Marketplace's Steve Henn reports O'Neal would be the highest-profile casualty of the subprime mortgage debacle.
Steve Henn: Last week, Merrill Lynch announced a $2.3 billion loss, one of the worst in its history. The bloodbath stemmed from investments in bundled subprime mortgages securities. Other big banks hedged their bets in subprime and did a lot better.
David Abella: Merrill Lynch is supposed to be a very cutting edge prestigious investment bank and it looks like they were totally caught sleeping at the wheel.
David Abella is a portfolio manager at Rochdale Investment Management.
Abella: Merrill's loss... the magnitude is just so much greater than the other institutions.
Abella says it's not surprising that the blame for the debacle has reached all the way to Merrill's CEO, Stanley O'Neal.

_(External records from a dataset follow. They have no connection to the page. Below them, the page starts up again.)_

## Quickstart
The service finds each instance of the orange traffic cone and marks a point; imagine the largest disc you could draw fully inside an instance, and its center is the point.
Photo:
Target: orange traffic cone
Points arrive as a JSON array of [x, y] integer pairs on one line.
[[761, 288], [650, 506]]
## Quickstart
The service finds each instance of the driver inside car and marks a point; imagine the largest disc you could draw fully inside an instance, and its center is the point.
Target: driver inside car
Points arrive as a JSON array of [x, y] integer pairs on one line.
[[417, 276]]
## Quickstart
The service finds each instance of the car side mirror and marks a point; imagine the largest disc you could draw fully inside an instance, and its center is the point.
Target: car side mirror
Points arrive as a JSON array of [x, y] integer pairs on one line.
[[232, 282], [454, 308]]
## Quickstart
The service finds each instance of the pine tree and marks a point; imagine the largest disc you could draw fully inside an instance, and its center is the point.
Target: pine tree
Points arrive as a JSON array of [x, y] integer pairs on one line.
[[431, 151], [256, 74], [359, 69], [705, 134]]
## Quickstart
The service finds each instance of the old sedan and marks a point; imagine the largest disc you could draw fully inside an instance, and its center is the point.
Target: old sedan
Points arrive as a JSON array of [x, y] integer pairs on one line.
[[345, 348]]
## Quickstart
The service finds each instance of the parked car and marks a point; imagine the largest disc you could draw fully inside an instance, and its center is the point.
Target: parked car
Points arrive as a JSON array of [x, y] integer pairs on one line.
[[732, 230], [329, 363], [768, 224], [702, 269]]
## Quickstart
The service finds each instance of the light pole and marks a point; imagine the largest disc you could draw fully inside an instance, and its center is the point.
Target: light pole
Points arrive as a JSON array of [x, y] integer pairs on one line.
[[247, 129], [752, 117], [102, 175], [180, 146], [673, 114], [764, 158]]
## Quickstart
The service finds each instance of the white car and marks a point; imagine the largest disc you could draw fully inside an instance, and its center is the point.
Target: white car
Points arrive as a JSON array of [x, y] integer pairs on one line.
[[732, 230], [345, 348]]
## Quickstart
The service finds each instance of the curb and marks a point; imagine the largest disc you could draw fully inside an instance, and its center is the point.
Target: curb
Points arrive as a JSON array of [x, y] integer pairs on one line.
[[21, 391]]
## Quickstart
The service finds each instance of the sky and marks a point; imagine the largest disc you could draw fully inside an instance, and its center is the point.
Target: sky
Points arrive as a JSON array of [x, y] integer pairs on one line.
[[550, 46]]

Last week, after wiping out billions of dollars in shareholder equity, O'Neal began unauthorized negotiations for a merger with a rival bank. That deal could have netted O'Neal personally around a quarter of a billion dollars.
When O'Neal took the reins at Merrill Lynch five years ago, he set out to change the firm's corporate culture, making it more aggressive. He laid off almost 15,000 employees, and dozens of senior executives left.
Winthrop Smith: As a result, I think he has lost the loyalty of both former and current employees.
Winthrop Smith headed Merrill's international brokerage until 2002. He says O'Neal pushed out many top managers who had weathered similar credit crises in the past.
Smith: That loss of experience and loss of memory certainly has had an impact.
And Smith says today, it looks a lot like O'Neal is falling victim to the more cutthroat, unforgiving corporate culture that he helped create.
In Washington, I'm Steve Henn for Marketplace.